Explore Survivor Love Styles
What’s Your Survivor Love Style?
Our quiz analyzes how traumatic childhood experiences may have shaped how you show up in your relationships
SAFE TO TELL, UNSAFE TO LIVE WITH
Police were the people who handcuffed your parent and took them away from you—not the protectors other kids might have seen them as 👮🏻♂️. You learned early that calling the cops meant your family might get destroyed, not helped. Courtrooms and government offices became hostile territory where your family might get torn apart and abused, not places where justice happened. Your survival instincts became incredibly sharp because you had to learn who you could safely tell your truth to—people who looked like you and your family and understood your world.
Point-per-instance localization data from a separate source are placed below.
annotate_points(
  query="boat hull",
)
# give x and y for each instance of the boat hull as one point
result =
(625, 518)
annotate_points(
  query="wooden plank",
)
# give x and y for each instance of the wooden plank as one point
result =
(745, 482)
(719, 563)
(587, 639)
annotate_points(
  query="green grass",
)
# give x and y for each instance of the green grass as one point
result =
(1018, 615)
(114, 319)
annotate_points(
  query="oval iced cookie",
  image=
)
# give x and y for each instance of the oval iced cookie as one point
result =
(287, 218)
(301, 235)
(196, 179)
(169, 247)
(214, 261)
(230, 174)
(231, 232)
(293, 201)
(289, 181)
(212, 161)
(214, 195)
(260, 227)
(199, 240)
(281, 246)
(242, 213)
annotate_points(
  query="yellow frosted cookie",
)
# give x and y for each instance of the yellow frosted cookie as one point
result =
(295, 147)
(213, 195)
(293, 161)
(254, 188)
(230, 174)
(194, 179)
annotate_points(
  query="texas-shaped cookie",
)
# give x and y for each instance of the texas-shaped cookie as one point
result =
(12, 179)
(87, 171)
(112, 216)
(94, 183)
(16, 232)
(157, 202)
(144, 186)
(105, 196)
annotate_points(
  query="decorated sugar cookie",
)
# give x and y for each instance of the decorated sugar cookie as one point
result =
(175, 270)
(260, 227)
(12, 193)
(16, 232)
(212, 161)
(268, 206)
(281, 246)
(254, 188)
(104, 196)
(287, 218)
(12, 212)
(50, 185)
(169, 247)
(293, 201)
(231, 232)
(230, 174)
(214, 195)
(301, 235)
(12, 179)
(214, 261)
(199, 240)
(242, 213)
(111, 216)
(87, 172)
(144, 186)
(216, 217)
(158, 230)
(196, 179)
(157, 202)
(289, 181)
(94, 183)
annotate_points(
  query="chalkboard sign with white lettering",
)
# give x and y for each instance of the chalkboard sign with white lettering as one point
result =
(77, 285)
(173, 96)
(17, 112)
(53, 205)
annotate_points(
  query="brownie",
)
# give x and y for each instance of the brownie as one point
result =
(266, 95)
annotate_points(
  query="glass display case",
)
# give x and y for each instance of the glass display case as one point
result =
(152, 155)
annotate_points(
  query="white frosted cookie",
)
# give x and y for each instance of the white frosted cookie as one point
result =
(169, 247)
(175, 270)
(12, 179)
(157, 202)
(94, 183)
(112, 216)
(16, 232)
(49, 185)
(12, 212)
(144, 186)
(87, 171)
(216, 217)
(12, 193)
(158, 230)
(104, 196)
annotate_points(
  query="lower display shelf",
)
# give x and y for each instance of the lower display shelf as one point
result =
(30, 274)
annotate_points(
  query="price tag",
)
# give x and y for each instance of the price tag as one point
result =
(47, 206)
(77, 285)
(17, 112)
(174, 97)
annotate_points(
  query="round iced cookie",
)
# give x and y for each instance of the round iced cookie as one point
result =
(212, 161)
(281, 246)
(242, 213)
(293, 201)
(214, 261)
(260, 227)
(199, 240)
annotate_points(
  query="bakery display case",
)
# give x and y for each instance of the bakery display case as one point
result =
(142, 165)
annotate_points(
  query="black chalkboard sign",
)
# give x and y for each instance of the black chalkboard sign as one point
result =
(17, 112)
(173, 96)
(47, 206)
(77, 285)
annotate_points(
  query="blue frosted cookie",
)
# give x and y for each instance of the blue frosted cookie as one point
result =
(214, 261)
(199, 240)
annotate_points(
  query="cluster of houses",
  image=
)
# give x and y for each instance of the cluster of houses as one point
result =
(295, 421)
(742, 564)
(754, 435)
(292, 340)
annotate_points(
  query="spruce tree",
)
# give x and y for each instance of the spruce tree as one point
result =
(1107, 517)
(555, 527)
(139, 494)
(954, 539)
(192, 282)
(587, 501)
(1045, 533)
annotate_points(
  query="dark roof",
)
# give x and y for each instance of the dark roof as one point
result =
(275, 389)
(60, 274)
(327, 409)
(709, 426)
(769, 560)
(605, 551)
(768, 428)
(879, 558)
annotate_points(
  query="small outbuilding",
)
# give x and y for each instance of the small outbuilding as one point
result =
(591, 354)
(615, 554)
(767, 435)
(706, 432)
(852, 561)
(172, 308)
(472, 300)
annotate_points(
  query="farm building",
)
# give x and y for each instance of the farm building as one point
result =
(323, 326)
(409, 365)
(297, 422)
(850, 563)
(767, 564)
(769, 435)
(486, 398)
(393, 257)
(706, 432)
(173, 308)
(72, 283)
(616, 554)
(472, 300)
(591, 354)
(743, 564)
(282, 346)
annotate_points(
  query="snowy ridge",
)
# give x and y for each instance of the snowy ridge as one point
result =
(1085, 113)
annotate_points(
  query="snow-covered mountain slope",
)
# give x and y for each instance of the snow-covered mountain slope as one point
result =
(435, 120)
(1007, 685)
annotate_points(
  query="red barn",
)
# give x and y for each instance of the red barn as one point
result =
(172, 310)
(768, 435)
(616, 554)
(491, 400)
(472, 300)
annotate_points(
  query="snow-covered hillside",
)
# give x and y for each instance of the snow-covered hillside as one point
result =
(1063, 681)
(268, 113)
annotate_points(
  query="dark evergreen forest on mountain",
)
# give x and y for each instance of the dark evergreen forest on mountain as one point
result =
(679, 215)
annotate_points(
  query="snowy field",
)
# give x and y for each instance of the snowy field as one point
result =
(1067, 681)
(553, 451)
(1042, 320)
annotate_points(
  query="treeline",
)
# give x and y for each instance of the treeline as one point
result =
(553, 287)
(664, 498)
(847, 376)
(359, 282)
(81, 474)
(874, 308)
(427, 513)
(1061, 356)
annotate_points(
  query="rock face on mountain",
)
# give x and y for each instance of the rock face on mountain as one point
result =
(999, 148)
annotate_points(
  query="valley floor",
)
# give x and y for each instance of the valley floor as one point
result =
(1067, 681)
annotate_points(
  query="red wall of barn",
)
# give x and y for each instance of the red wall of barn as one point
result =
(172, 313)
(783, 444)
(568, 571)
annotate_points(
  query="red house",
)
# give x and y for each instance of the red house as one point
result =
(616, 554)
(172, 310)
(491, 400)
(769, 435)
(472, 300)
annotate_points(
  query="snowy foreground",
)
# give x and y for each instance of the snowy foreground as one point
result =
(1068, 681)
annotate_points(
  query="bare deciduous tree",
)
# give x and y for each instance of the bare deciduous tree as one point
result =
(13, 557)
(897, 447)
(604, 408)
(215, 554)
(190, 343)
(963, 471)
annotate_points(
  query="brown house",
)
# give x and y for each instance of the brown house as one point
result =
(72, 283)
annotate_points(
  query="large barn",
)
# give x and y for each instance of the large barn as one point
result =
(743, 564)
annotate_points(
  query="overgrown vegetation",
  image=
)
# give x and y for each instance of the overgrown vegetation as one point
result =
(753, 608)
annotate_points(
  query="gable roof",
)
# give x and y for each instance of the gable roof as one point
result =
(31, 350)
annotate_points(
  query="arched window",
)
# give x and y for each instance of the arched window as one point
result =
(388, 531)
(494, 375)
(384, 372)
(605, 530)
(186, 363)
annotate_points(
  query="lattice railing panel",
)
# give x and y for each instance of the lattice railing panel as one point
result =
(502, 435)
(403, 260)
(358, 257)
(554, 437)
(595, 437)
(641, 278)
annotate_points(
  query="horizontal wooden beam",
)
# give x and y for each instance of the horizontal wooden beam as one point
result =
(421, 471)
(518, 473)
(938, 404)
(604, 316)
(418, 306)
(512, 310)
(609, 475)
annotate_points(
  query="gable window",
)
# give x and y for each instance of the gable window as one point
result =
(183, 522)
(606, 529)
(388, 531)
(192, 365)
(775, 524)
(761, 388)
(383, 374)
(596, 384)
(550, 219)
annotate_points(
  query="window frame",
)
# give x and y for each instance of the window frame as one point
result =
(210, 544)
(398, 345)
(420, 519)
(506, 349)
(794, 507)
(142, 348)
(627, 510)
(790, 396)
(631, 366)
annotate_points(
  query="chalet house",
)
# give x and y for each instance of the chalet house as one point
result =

You learned to trust others from similar troubled backgrounds—people who wouldn't judge your family or call the authorities, but who often couldn't keep you truly safe either. You became skilled at finding people you could trust with your secrets, but this came at a cost—the people safe to confide in were often unsafe to depend on for real protection. 🔐
Now you find yourself drawn to partners you can be honest with about your past, but who may bring their own chaos and danger into your life 🌋. You're comfortable sharing your truth with people from similar backgrounds, but struggle when those same people can't provide the stability and safety you need. You have trouble knowing when someone who understands your story is actually good for your wellbeing. When relationship conflicts arise, you feel torn between staying with people who "get" you and seeking safety with people who might judge your history. You've developed remarkable skills for building authentic connections with complex people, but often at the expense of your own security.
At your core, you accept the trade-off that the people who will accept you can't keep you safe, and the people who could keep you safe won't accept you. You've got incredible ability to create deep bonds with people who experienced hardships and can love others through their worst moments 💪. You can see beyond someone's surface behaviors to their underlying pain and potential. But this wisdom came at a devastating cost: you learned that being able to trust someone and being emotionally safe never come from the same person. The cruel irony is that your gift for connecting with authentic, yet troubled people often leaves you surrounded by those who can't provide the protection and stability you need.